Venue credentials passed to the sidecar live in your process's RAM for the duration of the request and are garbage-collected after; the sidecar does not persist, log, or cache them. "In process memory" here means **your process, on your machine** — not PMXT's cloud.

For on-chain venues (Polymarket, Limitless, Probable, Opinion, Baozi), "venue credential" means a raw private key — there is no scoped API-key alternative at the protocol layer.

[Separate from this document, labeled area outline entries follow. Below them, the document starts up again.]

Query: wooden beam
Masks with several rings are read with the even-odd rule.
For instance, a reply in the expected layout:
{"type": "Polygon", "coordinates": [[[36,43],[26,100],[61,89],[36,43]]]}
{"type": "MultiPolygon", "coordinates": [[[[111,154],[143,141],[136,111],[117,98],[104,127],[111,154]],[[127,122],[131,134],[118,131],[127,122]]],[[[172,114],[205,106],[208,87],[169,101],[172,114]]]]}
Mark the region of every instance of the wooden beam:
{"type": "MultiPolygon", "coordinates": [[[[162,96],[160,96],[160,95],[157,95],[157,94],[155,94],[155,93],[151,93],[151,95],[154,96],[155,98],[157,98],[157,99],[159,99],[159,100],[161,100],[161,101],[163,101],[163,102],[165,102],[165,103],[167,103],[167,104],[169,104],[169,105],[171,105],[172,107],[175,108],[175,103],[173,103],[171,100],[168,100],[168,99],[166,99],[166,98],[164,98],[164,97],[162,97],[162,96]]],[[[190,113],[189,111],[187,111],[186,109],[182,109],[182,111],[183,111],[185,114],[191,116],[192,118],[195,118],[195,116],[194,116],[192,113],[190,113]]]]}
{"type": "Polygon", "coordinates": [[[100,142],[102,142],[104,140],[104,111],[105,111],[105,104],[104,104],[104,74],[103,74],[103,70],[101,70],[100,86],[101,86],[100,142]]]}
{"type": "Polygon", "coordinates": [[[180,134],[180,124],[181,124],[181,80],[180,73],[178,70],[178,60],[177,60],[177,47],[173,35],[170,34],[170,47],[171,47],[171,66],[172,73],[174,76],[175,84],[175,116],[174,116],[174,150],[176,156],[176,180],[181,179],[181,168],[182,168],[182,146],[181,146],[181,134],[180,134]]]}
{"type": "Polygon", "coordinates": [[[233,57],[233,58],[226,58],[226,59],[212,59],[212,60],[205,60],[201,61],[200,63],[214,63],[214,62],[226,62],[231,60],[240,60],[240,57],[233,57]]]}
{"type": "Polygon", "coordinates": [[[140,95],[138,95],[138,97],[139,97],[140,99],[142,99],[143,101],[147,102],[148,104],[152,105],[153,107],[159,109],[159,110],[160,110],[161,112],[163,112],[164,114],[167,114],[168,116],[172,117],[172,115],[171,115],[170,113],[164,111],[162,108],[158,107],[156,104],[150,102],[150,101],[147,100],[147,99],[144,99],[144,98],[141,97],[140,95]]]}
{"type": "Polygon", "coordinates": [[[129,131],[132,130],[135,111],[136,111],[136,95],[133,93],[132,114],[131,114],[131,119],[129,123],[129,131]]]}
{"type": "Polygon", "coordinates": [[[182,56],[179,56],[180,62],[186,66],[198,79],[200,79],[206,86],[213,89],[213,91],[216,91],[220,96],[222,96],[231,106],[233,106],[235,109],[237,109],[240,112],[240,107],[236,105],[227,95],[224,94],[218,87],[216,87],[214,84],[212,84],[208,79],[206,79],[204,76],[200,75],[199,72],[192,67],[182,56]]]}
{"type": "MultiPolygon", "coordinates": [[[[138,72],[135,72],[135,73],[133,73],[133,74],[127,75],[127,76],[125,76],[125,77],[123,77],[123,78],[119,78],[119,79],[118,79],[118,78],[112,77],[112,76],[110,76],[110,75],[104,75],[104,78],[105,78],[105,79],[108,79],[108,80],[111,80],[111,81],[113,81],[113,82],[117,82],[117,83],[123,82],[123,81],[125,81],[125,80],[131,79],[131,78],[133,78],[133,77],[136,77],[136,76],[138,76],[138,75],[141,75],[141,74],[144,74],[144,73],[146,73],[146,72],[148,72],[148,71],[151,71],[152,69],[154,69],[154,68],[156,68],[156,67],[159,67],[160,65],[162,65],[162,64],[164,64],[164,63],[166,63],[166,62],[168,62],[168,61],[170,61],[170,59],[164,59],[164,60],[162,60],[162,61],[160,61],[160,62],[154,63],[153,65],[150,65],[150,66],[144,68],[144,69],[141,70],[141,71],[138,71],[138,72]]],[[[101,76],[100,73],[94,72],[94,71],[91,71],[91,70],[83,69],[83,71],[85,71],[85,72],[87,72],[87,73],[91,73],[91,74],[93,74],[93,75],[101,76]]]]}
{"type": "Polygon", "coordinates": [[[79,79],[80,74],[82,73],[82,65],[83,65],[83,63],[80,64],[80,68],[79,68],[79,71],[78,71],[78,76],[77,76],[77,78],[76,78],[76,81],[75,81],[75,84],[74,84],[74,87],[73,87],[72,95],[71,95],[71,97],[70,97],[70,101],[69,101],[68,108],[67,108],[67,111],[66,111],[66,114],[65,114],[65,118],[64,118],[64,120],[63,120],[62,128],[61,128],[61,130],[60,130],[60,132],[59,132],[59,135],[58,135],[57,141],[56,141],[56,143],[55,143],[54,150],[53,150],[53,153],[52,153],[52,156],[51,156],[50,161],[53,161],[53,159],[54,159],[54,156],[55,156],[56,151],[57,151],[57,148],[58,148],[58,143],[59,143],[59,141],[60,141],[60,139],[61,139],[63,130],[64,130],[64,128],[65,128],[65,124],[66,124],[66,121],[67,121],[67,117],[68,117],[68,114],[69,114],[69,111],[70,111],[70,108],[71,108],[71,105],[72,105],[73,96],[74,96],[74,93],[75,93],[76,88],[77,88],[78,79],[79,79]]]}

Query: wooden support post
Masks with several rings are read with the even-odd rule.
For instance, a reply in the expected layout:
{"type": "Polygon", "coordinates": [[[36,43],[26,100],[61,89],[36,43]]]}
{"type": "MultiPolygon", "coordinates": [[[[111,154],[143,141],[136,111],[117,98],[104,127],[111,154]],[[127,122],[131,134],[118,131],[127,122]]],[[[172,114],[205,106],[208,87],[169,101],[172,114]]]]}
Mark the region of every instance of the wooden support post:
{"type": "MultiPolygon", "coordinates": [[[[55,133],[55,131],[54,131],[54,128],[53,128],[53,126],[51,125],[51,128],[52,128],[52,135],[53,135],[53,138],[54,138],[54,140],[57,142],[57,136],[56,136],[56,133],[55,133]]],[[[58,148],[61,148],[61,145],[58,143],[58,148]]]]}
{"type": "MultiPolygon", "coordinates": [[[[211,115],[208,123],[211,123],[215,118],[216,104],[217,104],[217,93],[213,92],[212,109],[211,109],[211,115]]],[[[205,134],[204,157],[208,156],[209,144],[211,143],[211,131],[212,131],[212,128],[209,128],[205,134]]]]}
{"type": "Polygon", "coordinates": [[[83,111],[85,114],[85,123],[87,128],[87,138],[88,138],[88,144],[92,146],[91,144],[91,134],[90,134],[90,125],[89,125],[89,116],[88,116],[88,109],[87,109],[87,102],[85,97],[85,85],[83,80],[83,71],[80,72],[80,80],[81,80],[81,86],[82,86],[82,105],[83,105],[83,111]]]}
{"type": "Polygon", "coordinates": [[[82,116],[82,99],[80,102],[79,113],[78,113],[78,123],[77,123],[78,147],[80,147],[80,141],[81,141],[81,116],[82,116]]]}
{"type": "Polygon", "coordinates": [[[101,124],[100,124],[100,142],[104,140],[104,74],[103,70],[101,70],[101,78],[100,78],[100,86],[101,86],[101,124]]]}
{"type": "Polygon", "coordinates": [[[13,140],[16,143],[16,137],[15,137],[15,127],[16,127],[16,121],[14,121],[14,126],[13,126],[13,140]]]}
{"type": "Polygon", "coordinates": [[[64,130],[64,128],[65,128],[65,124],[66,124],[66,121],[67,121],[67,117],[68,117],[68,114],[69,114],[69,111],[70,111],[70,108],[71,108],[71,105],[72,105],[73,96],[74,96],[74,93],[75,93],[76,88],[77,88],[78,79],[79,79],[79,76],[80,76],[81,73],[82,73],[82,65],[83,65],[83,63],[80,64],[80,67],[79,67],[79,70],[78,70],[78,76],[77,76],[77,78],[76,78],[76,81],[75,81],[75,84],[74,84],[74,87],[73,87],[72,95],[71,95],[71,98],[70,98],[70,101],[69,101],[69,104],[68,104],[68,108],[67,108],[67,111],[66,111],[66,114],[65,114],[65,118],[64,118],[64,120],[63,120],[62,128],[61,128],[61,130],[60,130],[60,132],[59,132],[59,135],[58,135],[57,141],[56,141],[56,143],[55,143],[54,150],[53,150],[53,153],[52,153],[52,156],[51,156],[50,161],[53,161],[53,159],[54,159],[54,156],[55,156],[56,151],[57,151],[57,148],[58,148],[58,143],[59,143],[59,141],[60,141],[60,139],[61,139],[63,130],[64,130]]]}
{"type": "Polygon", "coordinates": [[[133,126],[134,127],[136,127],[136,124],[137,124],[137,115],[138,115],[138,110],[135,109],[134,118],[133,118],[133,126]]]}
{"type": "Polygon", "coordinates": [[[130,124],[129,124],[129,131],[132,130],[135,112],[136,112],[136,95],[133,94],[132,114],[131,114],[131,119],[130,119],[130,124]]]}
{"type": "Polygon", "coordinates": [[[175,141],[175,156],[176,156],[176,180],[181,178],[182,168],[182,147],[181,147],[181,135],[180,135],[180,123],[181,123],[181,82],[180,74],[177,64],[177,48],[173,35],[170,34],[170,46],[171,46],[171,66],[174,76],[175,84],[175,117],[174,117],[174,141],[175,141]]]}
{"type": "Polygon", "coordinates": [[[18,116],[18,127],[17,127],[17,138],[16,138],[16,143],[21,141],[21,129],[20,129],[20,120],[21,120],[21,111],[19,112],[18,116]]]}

## What each venue requires

Credential type is a property of the venue, not of PMXT. See [Supported Venues](/concepts/venues) for the full credential matrix. The difference between modes is **where the credential lives**:

* **Hosted (Polymarket, Opinion, Limitless):** PMXT never sees the venue private key. You sign EIP-712 locally against the `PreFundedEscrow` domain; PMXT's operator submits with its own key for gas. See [Hosted trading](/concepts/hosted-trading).
* **Self-hosted (any venue):** the venue credential lives on your machine, in your `pmxt-core` process.

## Recommendations

<Note>
  **Use a separate trading wallet** holding only the float you're actively trading. PMXT is non-custodial, but limiting wallet balances limits blast radius from any host compromise on your end.
</Note>

<Note>
  **Pick hosted unless you have a specific reason not to.** Self-host when you need raw venue credentials, sub-100ms latency, or regulatory custody requirements.
</Note>

### Best practices

* **Rotate credentials regularly.** If a venue supports key rotation (Kalshi, Polymarket L2 API keys), rotate on a schedule.
* **Monitor your positions.** Set up alerts on your venue accounts for unexpected trades or withdrawals.
* **Limit wallet balances.** Keep only active trading capital in the wallet you use with PMXT.
* **Revoke unused PMXT API keys.** If you stop using hosted, revoke your key from the [dashboard](https://pmxt.dev/dashboard) so it cannot be used to make calls on your behalf. (Self-hosted does not need a `pmxt_api_key`.)

## Disclaimer

**PMXT is provided "as is" without warranty of any kind.** By using PMXT in either mode, you acknowledge and accept the following:

* **You are responsible for the security of your credentials.** In hosted mode, your private key never reaches PMXT, but your `pmxt_api_key` and your signing wallet are still yours to protect. In self-hosted mode, the entire venue credential surface is on your machine and on you.
* **PMXT is not responsible for any lost, stolen, or mismanaged funds.** This includes but is not limited to losses from unauthorized trades, venue API changes, software bugs, service outages, smart-contract bugs in the unaudited `PreFundedEscrow` (see [Hosted trading](/concepts/hosted-trading)), or security incidents.
* **On-chain transactions are irreversible.** Blockchain transactions cannot be reversed or charged back. Funds sent or traded through on-chain venues are final.
* **You should only risk what you can afford to lose.** Prediction markets carry inherent financial risk independent of the software used to access them.

For users who require full custody and zero third-party trust, [self-hosted](/guides/self-hosted) is the right mode.